Performance evaluation scenario
Patricia tree is a tree and it performance heavily depends on prefix lengths and their number. Having few /8 and thousands of /32 in list will show extremely different results. How can we test it? We decided to retrieve prefixes from real very large network which contains around 380 prefixes of length ranging from /22 to /15. Most popular prefix length in our data set was /16.
To test performance of tree lookup we need to lookup something. We can generate random IP addresses for lookup but it will not reflect real nature of networks because we have different performance for miss in tree and hit in tree. Both miss and hit may happen on different levels of tree and it will lead to different performance.
To get performance test result which are as possible close to our real workloads we need to retrieve some real traffic from network and we managed to do it. In our real traffic sample we had 300k+ pairs of source and destination IP addresses.
For our tests we used our own copy of Patricia tree and we used this app to load prefixes into tree and blast it with real traffic stored in JSON file. Our implementation is single threaded.
To get precise results we load source traffic into continuous memory region (pre-allocated std::vector) and run lookup operation patricia_search_best2(lookup_tree, &prefix, 1) on each source and destination IPs from input data set. And then we repeat last step 100000 times.

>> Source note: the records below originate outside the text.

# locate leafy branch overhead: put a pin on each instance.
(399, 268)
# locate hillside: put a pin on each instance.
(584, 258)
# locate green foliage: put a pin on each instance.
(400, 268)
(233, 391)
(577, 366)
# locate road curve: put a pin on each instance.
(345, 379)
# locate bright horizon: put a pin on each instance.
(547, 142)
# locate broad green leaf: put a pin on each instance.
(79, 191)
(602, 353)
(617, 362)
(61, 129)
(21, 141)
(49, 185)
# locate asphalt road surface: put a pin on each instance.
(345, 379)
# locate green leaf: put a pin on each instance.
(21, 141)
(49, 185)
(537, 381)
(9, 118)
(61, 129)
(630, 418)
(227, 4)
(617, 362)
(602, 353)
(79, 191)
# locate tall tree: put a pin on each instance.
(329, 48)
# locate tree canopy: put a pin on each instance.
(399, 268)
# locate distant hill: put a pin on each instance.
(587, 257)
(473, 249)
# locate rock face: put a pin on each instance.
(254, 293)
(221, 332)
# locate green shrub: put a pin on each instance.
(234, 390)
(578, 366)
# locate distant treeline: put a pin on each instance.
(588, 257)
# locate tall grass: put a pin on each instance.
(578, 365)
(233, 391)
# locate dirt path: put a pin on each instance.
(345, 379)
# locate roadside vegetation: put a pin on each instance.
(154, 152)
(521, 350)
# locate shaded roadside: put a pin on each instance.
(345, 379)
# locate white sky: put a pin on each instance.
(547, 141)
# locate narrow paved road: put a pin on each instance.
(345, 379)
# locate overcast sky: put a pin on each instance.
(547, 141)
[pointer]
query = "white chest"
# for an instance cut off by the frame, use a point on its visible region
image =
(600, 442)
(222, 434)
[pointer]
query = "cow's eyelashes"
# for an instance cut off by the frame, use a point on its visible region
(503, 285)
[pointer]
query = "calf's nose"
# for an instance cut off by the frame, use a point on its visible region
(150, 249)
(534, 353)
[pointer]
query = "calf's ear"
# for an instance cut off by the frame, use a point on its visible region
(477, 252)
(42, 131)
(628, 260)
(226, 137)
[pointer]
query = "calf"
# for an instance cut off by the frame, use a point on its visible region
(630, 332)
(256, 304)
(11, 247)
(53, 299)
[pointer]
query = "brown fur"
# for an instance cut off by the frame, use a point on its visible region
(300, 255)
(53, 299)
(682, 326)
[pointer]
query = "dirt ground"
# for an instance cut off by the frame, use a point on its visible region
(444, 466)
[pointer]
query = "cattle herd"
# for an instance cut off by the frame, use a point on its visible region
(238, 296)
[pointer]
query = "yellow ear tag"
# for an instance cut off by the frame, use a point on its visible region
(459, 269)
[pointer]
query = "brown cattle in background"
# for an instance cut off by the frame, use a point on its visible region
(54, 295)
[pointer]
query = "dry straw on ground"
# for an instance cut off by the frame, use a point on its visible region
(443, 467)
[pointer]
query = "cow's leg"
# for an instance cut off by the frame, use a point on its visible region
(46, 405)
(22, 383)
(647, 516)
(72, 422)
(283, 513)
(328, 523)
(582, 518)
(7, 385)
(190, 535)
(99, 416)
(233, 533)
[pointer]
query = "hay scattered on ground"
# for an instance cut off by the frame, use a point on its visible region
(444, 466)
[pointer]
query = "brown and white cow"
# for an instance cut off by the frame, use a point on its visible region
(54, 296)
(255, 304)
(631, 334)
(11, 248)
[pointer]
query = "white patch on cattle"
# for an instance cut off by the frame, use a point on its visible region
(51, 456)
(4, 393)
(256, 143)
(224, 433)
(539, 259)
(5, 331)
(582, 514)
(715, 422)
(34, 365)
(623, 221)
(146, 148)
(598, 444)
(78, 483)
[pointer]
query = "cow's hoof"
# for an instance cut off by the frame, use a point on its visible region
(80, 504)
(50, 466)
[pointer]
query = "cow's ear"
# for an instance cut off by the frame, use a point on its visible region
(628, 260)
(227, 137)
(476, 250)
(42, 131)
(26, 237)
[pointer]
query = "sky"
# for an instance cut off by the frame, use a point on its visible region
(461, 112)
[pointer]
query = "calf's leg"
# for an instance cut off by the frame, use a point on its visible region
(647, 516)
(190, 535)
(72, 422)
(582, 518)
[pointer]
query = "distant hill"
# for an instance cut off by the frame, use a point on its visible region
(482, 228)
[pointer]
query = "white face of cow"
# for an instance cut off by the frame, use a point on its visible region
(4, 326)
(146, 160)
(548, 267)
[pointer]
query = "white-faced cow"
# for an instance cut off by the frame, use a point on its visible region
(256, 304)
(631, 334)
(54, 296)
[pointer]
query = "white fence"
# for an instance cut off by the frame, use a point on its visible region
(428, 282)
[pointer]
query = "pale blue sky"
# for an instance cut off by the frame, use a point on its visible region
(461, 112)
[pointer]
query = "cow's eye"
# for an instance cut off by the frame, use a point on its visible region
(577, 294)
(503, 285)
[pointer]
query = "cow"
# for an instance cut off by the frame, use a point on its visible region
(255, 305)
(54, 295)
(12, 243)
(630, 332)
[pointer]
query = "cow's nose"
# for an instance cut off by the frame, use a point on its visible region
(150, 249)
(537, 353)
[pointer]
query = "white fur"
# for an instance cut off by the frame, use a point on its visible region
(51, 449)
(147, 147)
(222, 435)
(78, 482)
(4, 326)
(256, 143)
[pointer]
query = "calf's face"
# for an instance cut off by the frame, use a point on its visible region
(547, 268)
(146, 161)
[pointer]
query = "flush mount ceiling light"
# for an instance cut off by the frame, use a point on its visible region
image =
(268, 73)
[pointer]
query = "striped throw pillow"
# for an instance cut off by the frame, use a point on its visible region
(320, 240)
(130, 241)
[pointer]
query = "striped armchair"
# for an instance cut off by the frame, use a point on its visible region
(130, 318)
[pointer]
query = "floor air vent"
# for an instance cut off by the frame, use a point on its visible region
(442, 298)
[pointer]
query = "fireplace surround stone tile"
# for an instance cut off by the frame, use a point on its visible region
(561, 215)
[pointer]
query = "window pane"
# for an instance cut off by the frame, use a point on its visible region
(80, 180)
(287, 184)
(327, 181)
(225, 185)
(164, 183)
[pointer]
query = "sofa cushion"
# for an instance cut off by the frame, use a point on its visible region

After running test app for more than half hour we got following results:
./patricia_performance_tests
Total time is 1781 seconds total ops: 1116028928
Million of ops per second: 17.5
As each iteration does one lookup for source IP and another one for destination IP we need to multiply 17.5 by two. Finally we got really great performance of 35 000 000 lookup / s which is more than enough for many applications.
Test server configuration
AMD Ryzen 7 5800X 8-Core Processor, 16 logical CPU cores, 32 GB DDR4 3000 Mhz, B450 TOMAHAWK, Noctua NH-D15.
Conclusions
35 000 000 IP lookup per second is really nice result for 16 year old library and pretty old algorithm. Such performance covers most of our needs for 10G bandwidth but we still need to use alternative approaches to improve performance for 40G and 100G cases. As good direction of research in this field I can point you towards DIR-24–8 and DXR algorithms.